La visita del próximo jefe de Estado chileno a El Salvador incluyó un recorrido por las instalaciones del CECOT, construido durante el gobierno de Bukele para responder a una ola de violencia protagonizada por pandillas. Según detalló la fuente original, Kast ha señalado la necesidad de tomar “decisiones duras, pero necesarias” para revertir lo que describe como una tendencia negativa en materia de seguridad y crecimiento económico en Chile. En sus declaraciones, advirtió sobre una “posible deriva criminal” en el país sudamericano.
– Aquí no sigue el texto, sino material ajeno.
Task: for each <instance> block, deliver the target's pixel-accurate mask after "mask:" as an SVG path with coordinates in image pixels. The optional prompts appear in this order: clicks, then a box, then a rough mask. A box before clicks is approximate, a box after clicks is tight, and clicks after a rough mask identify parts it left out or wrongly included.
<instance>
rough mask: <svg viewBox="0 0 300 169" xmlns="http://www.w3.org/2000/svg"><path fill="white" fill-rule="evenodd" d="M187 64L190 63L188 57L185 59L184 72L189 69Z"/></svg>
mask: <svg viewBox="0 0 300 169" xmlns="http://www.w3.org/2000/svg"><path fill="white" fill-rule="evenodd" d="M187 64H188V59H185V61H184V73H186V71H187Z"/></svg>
Posterior al recorrido por el penal, ambos dirigentes se reunieron y ofrecieron declaraciones conjuntas. Según consignaron los medios salvadoreños, Bukele reconoció que, en términos generales, Chile se encuentra “décadas” por delante de El Salvador “en muchos temas” sociales y económicos. El mandatario salvadoreño afirmó: “Lo que nosotros podemos ofrecer es poco comparado con Chile. Quisiéramos ser como Chile en muchas cosas”, aunque hizo hincapié en los avances de su administración en materia de seguridad pública: “Pasamos de ser el país más peligroso a ser el más seguro de todo el continente”, enfatizó Bukele, al tiempo que ofreció a Kast compartir las estrategias que permitieron estos cambios.
De acuerdo con la información difundida, Kast afirmó haber sentido preocupación tras escuchar el relato de Bukele sobre la situación previa de El Salvador, pues identificó paralelismos con la realidad chilena actual en términos de criminalidad. Para el presidente electo, Chile transita una senda opuesta al progreso en seguridad e incluso en desarrollo económico, lo que, a su juicio, demanda adoptar medidas más estrictas y eficaces. Kast resaltó su interés en estudiar las políticas implementadas por Bukele, pero remarcó que estas deben ser adaptadas a la sociedad chilena y no replicadas literalmente.
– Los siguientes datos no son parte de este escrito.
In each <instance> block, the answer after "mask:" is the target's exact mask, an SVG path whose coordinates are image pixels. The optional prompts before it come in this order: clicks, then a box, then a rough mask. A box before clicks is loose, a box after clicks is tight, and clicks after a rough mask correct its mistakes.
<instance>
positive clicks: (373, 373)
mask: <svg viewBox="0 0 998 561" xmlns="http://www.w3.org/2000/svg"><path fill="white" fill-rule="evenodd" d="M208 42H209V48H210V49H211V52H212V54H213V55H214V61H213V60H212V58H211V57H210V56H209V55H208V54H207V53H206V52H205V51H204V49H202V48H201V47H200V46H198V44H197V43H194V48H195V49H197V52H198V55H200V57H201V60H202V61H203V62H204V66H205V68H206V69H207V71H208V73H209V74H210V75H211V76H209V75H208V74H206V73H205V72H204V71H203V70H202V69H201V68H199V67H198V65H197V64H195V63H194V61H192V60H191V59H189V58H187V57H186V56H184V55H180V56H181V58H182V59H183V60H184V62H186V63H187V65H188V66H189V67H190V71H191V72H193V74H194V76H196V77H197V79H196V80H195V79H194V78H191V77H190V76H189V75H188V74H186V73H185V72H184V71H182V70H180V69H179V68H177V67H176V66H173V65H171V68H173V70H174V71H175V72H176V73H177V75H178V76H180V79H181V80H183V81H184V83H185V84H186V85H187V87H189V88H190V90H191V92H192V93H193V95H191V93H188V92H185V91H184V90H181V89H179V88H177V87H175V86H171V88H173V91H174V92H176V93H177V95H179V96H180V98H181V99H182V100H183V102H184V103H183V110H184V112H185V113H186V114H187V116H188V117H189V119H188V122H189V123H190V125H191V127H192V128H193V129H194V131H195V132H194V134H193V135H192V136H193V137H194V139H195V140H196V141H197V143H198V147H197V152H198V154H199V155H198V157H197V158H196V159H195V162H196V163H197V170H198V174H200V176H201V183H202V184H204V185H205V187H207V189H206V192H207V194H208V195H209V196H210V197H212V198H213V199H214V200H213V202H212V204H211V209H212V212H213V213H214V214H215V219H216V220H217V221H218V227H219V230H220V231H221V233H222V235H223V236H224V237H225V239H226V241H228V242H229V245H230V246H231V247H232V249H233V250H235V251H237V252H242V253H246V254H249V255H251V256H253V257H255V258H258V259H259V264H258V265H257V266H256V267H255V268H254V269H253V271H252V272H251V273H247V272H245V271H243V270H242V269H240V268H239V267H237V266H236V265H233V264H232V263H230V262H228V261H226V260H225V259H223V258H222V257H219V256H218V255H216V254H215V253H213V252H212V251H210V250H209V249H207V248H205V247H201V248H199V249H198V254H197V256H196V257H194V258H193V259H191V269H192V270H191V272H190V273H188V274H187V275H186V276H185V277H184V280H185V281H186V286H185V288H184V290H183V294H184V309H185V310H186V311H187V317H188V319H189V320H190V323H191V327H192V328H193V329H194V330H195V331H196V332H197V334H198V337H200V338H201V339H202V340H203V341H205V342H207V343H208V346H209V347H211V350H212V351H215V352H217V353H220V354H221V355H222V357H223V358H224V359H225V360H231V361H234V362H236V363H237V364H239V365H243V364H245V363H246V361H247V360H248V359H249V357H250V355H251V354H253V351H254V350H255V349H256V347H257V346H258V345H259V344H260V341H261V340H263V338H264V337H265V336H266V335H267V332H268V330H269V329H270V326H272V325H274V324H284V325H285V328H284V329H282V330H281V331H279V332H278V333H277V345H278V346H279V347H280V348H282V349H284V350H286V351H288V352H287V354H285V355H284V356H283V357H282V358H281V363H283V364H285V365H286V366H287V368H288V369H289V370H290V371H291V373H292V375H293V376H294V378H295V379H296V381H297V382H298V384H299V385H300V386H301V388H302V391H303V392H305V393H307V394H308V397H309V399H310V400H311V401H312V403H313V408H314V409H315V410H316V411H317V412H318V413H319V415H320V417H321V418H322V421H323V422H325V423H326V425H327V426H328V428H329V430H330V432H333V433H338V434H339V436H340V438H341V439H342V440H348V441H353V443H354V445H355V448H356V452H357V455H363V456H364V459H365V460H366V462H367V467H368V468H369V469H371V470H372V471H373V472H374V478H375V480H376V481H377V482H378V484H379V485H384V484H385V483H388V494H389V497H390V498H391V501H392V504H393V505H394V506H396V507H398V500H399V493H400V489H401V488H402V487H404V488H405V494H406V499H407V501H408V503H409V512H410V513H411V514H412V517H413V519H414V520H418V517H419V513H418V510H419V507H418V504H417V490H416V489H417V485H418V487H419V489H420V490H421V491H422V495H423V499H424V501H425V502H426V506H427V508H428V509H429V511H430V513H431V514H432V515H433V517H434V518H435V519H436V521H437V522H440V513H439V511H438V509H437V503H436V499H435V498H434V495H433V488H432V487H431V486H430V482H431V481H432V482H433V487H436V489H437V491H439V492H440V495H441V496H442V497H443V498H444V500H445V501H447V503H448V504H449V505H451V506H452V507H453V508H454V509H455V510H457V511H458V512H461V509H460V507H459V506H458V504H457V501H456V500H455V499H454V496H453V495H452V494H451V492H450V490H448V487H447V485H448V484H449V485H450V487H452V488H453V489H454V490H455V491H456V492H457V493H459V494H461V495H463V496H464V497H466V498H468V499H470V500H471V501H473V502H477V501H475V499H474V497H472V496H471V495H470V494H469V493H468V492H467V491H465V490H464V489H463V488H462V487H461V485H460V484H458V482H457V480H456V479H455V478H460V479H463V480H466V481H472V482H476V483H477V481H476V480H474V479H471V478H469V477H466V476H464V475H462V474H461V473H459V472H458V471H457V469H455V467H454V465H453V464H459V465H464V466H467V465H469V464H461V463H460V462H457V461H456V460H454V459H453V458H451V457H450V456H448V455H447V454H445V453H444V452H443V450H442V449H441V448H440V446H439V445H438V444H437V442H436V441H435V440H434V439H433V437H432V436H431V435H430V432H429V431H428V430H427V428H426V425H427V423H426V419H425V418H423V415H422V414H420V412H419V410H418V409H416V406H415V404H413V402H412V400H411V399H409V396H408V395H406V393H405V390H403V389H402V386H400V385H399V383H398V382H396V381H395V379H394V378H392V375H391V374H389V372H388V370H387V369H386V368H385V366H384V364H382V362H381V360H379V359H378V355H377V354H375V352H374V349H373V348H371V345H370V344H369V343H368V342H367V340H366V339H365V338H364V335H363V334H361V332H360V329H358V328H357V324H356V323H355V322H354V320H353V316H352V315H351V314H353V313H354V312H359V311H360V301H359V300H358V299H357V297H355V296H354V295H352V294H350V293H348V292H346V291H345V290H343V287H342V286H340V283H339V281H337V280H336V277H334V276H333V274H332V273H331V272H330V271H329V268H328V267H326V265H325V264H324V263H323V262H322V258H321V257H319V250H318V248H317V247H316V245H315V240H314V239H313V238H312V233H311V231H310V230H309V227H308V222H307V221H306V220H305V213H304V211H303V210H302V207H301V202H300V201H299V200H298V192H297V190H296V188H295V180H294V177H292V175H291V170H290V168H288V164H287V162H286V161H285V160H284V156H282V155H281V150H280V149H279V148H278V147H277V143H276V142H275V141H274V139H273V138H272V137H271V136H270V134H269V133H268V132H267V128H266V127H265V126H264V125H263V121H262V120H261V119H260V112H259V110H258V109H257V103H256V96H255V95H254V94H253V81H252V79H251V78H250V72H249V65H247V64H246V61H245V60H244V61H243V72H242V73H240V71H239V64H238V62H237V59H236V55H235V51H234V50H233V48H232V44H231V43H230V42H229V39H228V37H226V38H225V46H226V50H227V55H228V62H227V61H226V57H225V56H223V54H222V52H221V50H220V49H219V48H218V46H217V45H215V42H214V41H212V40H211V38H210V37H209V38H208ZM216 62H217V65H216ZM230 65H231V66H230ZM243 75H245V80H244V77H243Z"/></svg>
El medio añadió que Kast resultó ganador de la segunda vuelta de las elecciones presidenciales chilenas celebradas el 14 de diciembre, obteniendo el 58,61% de los votos, frente al 41,39% alcanzado por Jeannette Jara, abanderada de la coalición de izquierda. Su victoria en las urnas le permitirá asumir la presidencia de Chile el 11 de marzo, fecha señalada como el inicio de una colaboración más estrecha entre ambas naciones latinoamericanas, tal y como lo señalaron tanto Kast como Bukele durante su encuentro.
La visita al CECOT y el diálogo entre ambos presidentes llaman la atención por desarrollarse en un contexto en el que la estrategia de Bukele frente a las pandillas ha sido objeto de debate a nivel internacional, tanto por sus resultados estadísticos en la reducción de homicidios como por las críticas en materia de derechos humanos. Kast ha enfatizado, no obstante, que el objetivo de su viaje consiste en tomar “ideas” y “propuestas”, sin trasladar mecánicamente los métodos, sino estudiando su aplicabilidad dentro de la realidad política, social y legal de Chile, según informaron los medios.
El recorrido y las declaraciones de ambos líderes latinoamericanos evidencian la voluntad de establecer un intercambio de experiencias y políticas en materia de seguridad, en un momento en que varios países de la región buscan respuestas para enfrentar el avance del crimen organizado y la violencia. Según reiteró Kast, el inicio de una nueva etapa en la relación bilateral se basará en la “amistad” y el “compromiso hacia el futuro” entre las dos administraciones, con el combate a la delincuencia como uno de sus ejes principales.